Place, Memory, and the Natural World: Finding Home, Making Home


Welcome to the last week of May, and an unusual cold front. We had been dealing with some warm and dry temperatures (highs of 86 degrees) when all of a sudden a brief cold front descended yesterday. The sheep were so excited, they were jumping for joy at the cool Northeastern breezes. But, as with all things, it won't last. Summer is coming, Spring is ending, and next week we'll see possible 90s. Ugh. I don't know about you, but I'm not ready! I will try to stay in the moment, and enjoy this Holiday weekend, before the barn fans are all set to High, and I'm spending lots of time putting out cold water for all the livestock. 

This morning was so chilly, it brought me back to my childhood and time spent visiting my grandparents in the U.P. in May. We always scheduled our family vacation to coincide with Walleye season, so my Dad and Grandad could spend as much time fishing as possible. The mornings and evenings in May are typically cool upnorth, and as a child I was always disappointed that we couldn't go swimming at Stuesser's Lake during our May visits. However, what I didn't realize was just how strong the connection would remain in my memory to that cool May weather. The smells, the air, the way the landscape looked, are forever etched in my mind. Hence, whenever I step outside to a cool, crisp May morning, I am flooded with happy memories. 

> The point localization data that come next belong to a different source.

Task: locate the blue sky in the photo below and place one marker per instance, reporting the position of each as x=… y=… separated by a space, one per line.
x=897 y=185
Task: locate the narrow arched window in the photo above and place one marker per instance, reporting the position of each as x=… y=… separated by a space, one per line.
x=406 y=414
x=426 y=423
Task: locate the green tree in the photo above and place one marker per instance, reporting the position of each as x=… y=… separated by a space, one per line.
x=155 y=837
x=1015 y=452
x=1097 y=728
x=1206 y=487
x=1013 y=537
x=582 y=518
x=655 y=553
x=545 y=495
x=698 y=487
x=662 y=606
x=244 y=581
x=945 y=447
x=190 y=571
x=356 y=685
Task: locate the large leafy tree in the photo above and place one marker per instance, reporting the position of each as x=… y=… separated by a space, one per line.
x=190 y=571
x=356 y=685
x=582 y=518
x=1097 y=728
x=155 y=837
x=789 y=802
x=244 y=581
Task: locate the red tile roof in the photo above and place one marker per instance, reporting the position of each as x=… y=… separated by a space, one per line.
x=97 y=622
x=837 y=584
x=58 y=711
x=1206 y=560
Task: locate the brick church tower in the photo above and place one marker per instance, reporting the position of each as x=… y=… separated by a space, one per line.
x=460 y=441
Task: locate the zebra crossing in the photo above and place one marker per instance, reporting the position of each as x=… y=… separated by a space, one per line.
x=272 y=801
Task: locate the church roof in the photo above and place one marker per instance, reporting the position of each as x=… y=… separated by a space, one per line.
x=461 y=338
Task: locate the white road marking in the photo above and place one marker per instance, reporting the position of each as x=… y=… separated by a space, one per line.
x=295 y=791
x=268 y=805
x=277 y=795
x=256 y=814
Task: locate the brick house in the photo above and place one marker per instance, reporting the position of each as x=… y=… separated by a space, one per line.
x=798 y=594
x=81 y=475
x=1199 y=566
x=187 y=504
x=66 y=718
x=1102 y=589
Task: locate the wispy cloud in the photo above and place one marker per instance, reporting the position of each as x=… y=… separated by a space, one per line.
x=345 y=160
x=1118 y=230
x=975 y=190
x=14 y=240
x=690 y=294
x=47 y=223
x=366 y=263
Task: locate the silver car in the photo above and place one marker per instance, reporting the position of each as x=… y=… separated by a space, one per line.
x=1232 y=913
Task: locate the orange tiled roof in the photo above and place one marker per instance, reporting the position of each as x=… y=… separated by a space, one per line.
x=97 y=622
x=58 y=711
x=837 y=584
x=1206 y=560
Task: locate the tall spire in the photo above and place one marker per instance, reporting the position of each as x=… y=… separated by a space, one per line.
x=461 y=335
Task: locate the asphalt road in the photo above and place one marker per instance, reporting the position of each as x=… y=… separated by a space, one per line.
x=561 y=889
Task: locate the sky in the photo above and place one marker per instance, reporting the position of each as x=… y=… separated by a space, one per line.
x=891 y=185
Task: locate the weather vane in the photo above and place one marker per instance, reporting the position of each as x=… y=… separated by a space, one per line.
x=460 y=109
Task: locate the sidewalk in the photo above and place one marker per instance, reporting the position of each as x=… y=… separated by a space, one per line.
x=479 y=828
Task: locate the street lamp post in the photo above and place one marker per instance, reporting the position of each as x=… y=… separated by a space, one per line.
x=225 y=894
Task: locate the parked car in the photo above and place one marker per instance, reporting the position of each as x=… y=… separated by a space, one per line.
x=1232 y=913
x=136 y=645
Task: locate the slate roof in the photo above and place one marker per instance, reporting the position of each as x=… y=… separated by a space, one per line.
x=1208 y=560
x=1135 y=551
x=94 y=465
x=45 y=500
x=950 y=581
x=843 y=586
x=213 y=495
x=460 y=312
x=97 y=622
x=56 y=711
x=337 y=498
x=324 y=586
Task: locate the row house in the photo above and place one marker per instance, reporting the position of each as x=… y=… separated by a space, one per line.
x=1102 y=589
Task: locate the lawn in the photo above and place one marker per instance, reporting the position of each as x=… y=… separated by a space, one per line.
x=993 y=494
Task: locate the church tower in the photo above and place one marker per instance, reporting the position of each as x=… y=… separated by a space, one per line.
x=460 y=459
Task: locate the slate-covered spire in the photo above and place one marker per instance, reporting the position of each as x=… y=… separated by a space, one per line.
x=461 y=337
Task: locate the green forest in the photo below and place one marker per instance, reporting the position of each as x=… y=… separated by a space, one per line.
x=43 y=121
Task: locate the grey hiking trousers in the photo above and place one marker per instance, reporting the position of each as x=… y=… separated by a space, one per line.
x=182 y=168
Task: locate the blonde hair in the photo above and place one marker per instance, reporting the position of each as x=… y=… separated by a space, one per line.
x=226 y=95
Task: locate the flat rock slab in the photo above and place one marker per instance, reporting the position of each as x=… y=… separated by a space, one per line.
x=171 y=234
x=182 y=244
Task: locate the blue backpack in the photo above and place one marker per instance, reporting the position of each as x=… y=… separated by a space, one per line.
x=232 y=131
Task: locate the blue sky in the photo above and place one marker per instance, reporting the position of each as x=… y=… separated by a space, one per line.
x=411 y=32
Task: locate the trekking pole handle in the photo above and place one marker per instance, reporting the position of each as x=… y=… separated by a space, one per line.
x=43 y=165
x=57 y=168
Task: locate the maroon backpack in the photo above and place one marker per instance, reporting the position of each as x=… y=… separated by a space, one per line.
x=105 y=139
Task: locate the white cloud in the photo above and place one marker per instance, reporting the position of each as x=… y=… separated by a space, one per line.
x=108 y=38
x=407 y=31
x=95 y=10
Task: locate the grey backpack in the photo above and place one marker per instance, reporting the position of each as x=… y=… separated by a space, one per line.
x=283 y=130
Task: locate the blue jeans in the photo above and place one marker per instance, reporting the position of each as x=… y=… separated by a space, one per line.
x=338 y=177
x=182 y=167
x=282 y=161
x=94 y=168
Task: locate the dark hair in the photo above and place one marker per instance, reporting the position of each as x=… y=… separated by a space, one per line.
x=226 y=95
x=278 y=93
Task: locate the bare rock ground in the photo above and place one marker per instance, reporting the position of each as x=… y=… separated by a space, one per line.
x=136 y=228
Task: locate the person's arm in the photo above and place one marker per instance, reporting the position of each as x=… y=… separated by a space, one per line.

This got me thinking about the importance of place, and what the Brits call being "hefted". This term is usually reserved for sheep, to describe how flocks become attached or grounded to a specific place and land, so they will not roam too far when out grazing. I have often wondered how humans become hefted to place? Or do we?

Do you have specific memories that include smells, sounds, and sights, that are attached to a place from your childhood? Young adulthood? How do these memories figure into your daily life and your plans or goals for the future? Do you find yourself searching for those places that appear in your memory? Do we "imprint" on the spaces where we were born or raised? 

These are all things I wonder about, as I adjust to my new geographic area, weather, and landscape. One of the things that I have done over the many years I've lived in the flatter, and more open landscape of Central Illinois is to try to get to know all of the nuances of this place. So many nuances! Learning about the flora and the fauna, the history, the microclimate, has been a journey. I tend to see something interesting (say, a lake or river area that I've never noticed before) and then I go down the rabbit hole, lol. I want to know all about how the plants got there, what it looked like a hundred years ago, what types of animals used to be there and what type are there now, and how all the different humans who came into contact with this space interacted with it at different points in time. 

I love telling stories (just ask anyone who knows me, I've got story after story!) and I love uncovering stories that are just waiting to be told. Finding a specific place in nature (the non-built world), or an old homestead that is part of the built world, makes me think about all of the stories it has to tell. I like to look for clues and signs, little secrets that the trees, grasses, and empty houses may be willing to tell. You have to listen very closely, and be open to what they have to say. 

Just having a curious attitude about the space all around you, can lead you on some interesting journeys, and can offer some strong connections to place that just might end up hefting you to the land you find yourself currently living on. Having started the farm here at Shady Grove, has really given me an opportunity to practice so much mindfulness- observing all the small changes that happen seasonally and that also change slightly year after year. The climate is warming, and farming and caring for livestock make you acutely aware of the most subtle changes. Storms, rainfall, hotter temps, are all important to note when you're raising plants or animals. If not for this tiny farm, I may have been able to ignore all the seasonal changes that happen here. 

It also takes patience to be fully present with those seasonal and daily changes. Learning that this particular moment is but one moment, and will soon be gone, to be replaced by something different, does help keep us in the present. So, for this weekend, I'm going to enjoy these cool breezes and the last hurrah of spring, before the next cycle and season comes along. I hope you do too!